Aggressionsabbau durch Mediengewalt?
"Es ist besser, er baut seine Aggressionen ab, indem er ein gewalthaltiges Video anschaut oder am Computer auf virtuelle Figuren ballert, als dass er gegenüberanderen Menschen gewalttätig wird." Auch heute noch kann man solche oder ähnliche Annahmen, die man im wissenschaftlichen Zusammenhang "Katharsisthese" nennt, in Gesprächen hören. Auch einige wenige Wissenschaftler vertreten die Katharsisthese noch. Es gibt zwar Hinweise, dass Computerspieler gewalthaltige Computerspiele wählen, um Aggressionen abzubauen. Dafür, dass der Konsum gewalthaltiger Filme, Fernsehsendungen oder Computerspiele tatsächlich dabei helfen kann, Aggressionen abzubauen und Gewalttätigkeit zu vermeiden, gibt es keine Belege (vgl. Kunczik/Zipfel, Kurzbericht 2010, S. 4).
Eher negative Wirkung? Wirkungstheorien.
Medien haben Wirkungen. Es ist allerdings nicht so, dass auf einen bestimmten Medieninhalt vorhersehbar eine ganz bestimmte Wirkung folgt. Persönliche Eigenschaften sowie das soziale Umfeld beeinflussen sowohl Wahrnehmung als auch Verarbeitung von Medieninhalten.
Wie aber wirkt der Konsum von gewalthaltigen Medien? Als einzige Wirkungstheorie vermutet die Katharsisthese, die sich in der Forschung nicht durchgesetzt hat, eher einen Abbau gewalttätigen Verhaltens. Alle anderen Wirkungstheorien gehen davon aus, dass der Konsum von Mediengewalt eher gewalttätiges Verhalten (im Zusammenhang mit anderen Ursachen) hervorruft oder verstärkt. Auf welche Weise Mediengewalt aber wirkt, wird in den verschiedenen Theorien, z.B. die Suggestionsthese, Habitualisierungs- bzw. Desensibilisierungsthese, Kultivierungsthese, Excitation-Transfer- und die Lerntheorie, unterschiedlich erklärt (vgl. Kunczik/Zipfel, Kurzbericht 2010, S. 4-7).

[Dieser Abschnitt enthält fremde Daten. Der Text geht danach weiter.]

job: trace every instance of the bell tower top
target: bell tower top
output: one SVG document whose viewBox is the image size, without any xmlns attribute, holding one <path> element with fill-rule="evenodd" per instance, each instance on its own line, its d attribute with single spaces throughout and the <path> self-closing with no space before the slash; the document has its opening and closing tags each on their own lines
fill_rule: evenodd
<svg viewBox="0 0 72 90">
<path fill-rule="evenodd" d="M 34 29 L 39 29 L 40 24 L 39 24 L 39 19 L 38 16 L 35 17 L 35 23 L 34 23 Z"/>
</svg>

Lerntheorie als Erklärungsmodell
Es gibt verschiedene Erklärungsansätze für die nicht immer leicht miteinander in Einklang zu bringenden Ergebnisse der verschiedenen Experimente und Untersuchungen der Medienwirkungsforschung. Nach Michael Kunczik und Astrid Zipfel bietet die sozial-kognitive Lerntheorie den besten Ansatz, um die scheinbar widersprüchlichen Befunde der Medien-und-Gewalt-Forschung zu erklären. Die zentrale Aussage der Lerntheorie ist, "dass Menschen Verhaltensweisen (nicht nur durch eigene Ausführung, sondern auch durch bloße Beobachtung) erlernen können, diese aber nicht unbedingt auch in die Tat umsetzen müssen. Die Ausübung von Aggression wird demnach üblicherweise durch internalisierte Normen, Angst vor Strafe und Ausgrenzung oder Schuldgefühle verhindert. Die Beobachtung oder eigene Erfahrung positiver Konsequenzen bzw. Belohnungen für violentes Verhalten kann die Umsetzung erlernten Gewaltverhaltens hingegen fördern" (Kunczik/Zipfel, Kurzbericht 2010, S.6).
Die Lerntheorie bezieht in ihrem Erklärungsansatz nicht nur die Merkmale der Medieninhalte, sondern auch die Eigenschaften des Medienkonsumenten und die Umstände der Mediennutzung, "situative Bedingungen", mit ein. "Sie eignet sich deshalb gut, um zu erklären, weshalb nicht alle Medieninhalte und Rezipienten gleich gefährlich bzw. gefährdet sind und weshalb violente Darstellungen in den Medien nur einen von vielen Faktoren bei der Entstehung von Gewaltverhalten bilden" (ebenda, S. 7)).